► UK not ready for EV uptake
► Brownouts in strained areas possible
► New report from Green Alliance
If you’re looking to buy a new plug-in or electric car, you could be contributing to a considerable future strain on the UK’s power grid, according to a new report by the independent Green Alliance.
According to the lengthy 40-page report, the UK’s power infrastructure isn’t ready for a predicted surge in electric cars on driveways in the next couple of decades. Electric vehicles and plug-in cars are being added to more manufacturer's ranges and are becoming cheaper to buy and easier to own, so increase in electricity demand could mean expensive upgrades are needed in the near future in order for the grid to cope with more electric vehicles on charge at once.

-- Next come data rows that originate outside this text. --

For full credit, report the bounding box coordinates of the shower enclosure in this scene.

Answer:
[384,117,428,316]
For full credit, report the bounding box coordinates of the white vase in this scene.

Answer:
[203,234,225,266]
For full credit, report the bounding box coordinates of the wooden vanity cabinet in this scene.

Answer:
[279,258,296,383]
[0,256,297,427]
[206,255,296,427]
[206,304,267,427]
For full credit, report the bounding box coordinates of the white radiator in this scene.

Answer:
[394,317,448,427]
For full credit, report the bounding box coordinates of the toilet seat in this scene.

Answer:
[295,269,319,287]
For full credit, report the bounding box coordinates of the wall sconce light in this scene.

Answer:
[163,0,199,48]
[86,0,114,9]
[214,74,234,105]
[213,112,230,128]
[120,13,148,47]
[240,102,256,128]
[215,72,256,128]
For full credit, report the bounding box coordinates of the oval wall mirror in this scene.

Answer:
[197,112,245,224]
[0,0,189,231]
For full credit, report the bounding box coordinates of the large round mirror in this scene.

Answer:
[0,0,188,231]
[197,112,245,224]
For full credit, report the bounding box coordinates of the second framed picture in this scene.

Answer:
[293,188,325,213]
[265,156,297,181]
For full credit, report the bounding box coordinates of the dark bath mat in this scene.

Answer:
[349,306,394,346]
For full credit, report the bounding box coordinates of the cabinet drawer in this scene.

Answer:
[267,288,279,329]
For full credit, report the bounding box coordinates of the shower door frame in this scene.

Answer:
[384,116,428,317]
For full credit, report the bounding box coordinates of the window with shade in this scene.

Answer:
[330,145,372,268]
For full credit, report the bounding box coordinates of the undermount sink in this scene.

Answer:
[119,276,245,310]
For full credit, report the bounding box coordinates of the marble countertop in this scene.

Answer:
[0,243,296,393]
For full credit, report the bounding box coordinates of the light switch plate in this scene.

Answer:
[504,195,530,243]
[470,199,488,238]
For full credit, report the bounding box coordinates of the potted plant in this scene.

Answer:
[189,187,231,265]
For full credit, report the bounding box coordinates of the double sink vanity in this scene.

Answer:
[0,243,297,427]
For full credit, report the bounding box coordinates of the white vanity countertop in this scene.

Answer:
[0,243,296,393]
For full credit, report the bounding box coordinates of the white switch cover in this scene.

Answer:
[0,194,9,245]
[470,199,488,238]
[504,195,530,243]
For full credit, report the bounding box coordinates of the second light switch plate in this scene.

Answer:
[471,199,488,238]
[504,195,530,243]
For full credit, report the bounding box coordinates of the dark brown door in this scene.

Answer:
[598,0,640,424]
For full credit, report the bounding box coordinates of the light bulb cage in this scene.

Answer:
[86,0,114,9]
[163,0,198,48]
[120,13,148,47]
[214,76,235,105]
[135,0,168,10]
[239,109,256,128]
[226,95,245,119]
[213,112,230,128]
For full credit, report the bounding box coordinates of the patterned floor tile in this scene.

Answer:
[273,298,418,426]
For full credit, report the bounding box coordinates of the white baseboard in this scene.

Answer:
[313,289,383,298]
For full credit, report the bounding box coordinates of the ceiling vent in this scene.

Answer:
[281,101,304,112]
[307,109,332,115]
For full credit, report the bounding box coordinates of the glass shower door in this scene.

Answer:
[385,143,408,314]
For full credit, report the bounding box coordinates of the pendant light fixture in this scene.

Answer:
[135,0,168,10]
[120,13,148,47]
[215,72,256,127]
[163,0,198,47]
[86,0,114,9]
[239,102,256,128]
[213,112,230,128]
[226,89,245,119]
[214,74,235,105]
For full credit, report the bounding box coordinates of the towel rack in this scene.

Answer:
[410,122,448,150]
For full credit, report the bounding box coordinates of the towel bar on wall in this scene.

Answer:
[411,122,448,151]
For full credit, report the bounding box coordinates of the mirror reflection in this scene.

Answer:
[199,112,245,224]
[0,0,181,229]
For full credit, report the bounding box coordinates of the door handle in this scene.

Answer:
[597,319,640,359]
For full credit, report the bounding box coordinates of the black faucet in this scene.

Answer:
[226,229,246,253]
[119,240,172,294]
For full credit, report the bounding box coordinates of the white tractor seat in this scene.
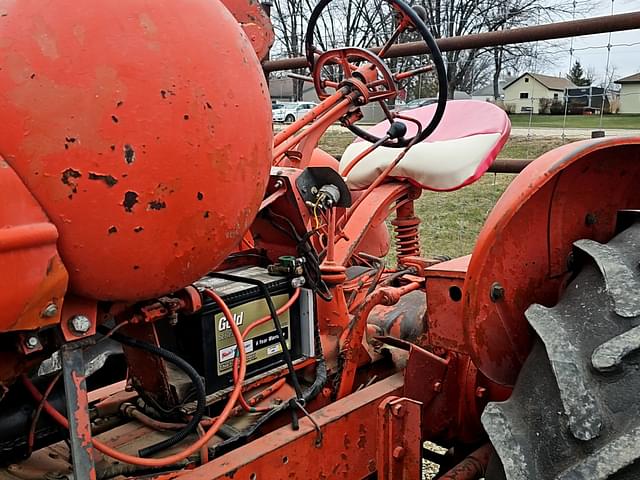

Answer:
[340,100,511,191]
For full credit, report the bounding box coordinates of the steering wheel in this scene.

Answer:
[304,0,447,148]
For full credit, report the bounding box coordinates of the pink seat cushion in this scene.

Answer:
[340,100,511,191]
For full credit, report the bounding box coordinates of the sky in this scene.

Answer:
[537,0,640,82]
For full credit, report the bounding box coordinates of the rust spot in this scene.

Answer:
[116,100,123,108]
[148,200,166,210]
[134,226,144,233]
[183,114,190,120]
[88,172,118,187]
[30,73,36,79]
[70,371,93,452]
[343,434,351,450]
[61,168,81,185]
[110,144,116,151]
[111,115,119,123]
[123,191,139,212]
[123,144,135,164]
[65,136,76,143]
[61,168,81,196]
[205,102,212,109]
[357,424,367,449]
[203,210,210,218]
[133,265,140,270]
[197,192,204,200]
[108,226,117,234]
[160,90,167,98]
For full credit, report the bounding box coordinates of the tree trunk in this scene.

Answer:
[493,48,502,100]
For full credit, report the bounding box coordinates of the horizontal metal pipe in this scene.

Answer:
[332,154,531,173]
[263,12,640,72]
[488,158,531,173]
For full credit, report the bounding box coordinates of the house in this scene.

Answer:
[269,76,319,103]
[503,73,576,114]
[615,73,640,114]
[471,78,513,101]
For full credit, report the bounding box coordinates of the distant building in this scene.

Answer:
[269,77,319,103]
[471,78,513,102]
[615,73,640,114]
[503,73,576,114]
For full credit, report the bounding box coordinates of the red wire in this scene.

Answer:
[21,288,246,468]
[232,288,300,412]
[27,371,62,455]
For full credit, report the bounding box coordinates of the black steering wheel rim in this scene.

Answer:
[304,0,447,148]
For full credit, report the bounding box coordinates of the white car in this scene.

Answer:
[272,101,317,123]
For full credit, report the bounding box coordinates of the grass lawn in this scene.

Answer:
[508,113,640,129]
[318,130,577,258]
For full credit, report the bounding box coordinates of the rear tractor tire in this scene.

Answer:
[483,222,640,479]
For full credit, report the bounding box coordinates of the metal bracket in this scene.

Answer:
[61,342,97,480]
[377,396,423,480]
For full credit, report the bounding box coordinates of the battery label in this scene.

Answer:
[214,294,291,376]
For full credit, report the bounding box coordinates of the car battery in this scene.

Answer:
[170,266,315,394]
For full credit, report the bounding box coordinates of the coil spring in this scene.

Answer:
[391,215,420,261]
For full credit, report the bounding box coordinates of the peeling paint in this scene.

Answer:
[123,191,139,212]
[88,172,118,187]
[148,200,166,210]
[123,144,135,164]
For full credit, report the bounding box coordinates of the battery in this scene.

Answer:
[169,266,315,394]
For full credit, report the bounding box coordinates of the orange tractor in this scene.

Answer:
[0,0,639,479]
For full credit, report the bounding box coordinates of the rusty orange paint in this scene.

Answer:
[221,0,275,61]
[175,374,404,480]
[464,137,640,386]
[0,155,68,332]
[0,0,272,302]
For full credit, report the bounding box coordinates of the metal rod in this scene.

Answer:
[61,343,97,480]
[333,153,532,173]
[263,12,640,72]
[488,158,532,173]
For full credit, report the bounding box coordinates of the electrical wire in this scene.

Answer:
[21,288,247,468]
[232,288,301,413]
[208,313,328,460]
[96,326,206,458]
[26,371,62,456]
[208,272,304,400]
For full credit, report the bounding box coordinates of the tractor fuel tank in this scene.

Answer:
[0,0,272,302]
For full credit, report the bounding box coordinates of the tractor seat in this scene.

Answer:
[339,100,511,191]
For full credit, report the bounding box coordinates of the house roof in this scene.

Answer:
[504,72,576,91]
[615,73,640,84]
[471,78,514,97]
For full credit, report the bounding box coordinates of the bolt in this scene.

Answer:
[392,446,405,459]
[291,276,306,288]
[433,382,442,392]
[392,404,404,417]
[69,315,91,334]
[25,336,39,349]
[490,282,505,302]
[273,179,284,189]
[41,303,58,318]
[585,213,597,226]
[475,387,487,398]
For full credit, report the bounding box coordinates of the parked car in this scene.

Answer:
[272,101,318,123]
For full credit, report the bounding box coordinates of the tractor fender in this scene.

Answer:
[463,136,640,386]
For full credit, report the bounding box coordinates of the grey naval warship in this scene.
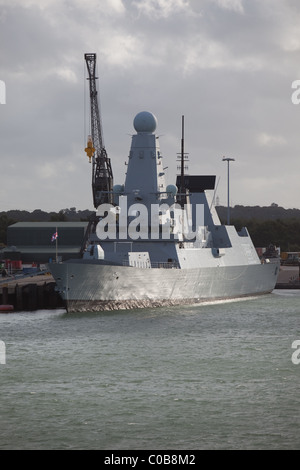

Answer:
[48,54,279,313]
[50,111,279,312]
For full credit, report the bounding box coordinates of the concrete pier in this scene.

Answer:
[275,266,300,289]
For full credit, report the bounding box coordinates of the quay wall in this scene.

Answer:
[276,265,300,289]
[0,274,65,311]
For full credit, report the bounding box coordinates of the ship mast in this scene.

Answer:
[84,53,113,208]
[177,115,188,208]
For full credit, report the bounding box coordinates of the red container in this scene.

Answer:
[11,260,22,270]
[0,305,14,312]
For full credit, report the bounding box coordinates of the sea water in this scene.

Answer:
[0,290,299,450]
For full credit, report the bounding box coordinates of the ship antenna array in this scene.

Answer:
[177,115,189,208]
[84,53,113,208]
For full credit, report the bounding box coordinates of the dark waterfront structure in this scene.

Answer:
[0,278,65,311]
[3,222,88,264]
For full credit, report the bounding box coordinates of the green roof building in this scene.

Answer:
[4,222,88,263]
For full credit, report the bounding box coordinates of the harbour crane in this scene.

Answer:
[84,53,113,208]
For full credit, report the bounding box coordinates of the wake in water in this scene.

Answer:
[191,294,263,307]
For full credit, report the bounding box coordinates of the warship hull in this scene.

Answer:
[50,261,279,313]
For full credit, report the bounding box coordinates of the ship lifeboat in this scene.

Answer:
[0,305,14,313]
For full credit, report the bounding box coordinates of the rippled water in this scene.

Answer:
[0,290,299,450]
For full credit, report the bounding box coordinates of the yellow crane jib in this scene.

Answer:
[85,136,95,163]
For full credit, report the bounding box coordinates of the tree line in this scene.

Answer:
[216,205,300,251]
[0,208,93,246]
[229,218,300,251]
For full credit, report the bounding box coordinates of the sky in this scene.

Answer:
[1,0,300,212]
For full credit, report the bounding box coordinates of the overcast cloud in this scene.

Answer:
[1,0,300,211]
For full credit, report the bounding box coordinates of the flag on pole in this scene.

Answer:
[51,231,58,242]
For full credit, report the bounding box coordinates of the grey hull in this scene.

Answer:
[49,261,279,313]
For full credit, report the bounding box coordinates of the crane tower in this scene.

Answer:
[84,53,113,208]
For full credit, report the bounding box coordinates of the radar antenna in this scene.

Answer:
[84,53,113,208]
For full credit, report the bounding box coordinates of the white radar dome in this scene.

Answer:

Green Alliance compares how the UK is managing electricity demand and provision for EVs compared to other countries, and claims it doesn’t fare well: ‘matching 21st century technology with 20th century energy markets is a recipe for disaster’, it says.
The town of Lightwater in Surrey and its 6800-strong population is cited as an example, where if around 900 electrified cars ended up on the driveways and in garages of residents, it is thought that the electric grid would not be able to cope, leading to more frequent electricity imbalances and 'brownouts'. That would lead in turn to damage of power lines and substations, and associated costly repairs.
Studies in other countries have shown that ‘if as few as six closely congregated vehicles charge near a sensitive node at peak times, this may place more local demand than the system can handle.’
Norway, for example, has the highest concentration of full-electric cars in the world, and even it is still straining under the pressure, particularly in tourist hotspots at peak times. Small villages in the country were even threatened by one of the country’s energy suppliers with charges of at least £4000 if residents wanted fast chargers in the area, due to ‘network reinforcement costs.’
In the UK, these reinforcement costs could hit £36bn by 2050 if we steam toward the predictions seen in the report. The Green Alliance is urging the government to think ahead about electric infrastructure in order to ease the growing pressure, including developing smaller-scale, localised energy generation projects to ease the strain. Texas, for instance, is using EV batteries to support the power grid when it’s struggling, and California curtails the speed at which cars are charged in certain areas in order to avoid imbalances.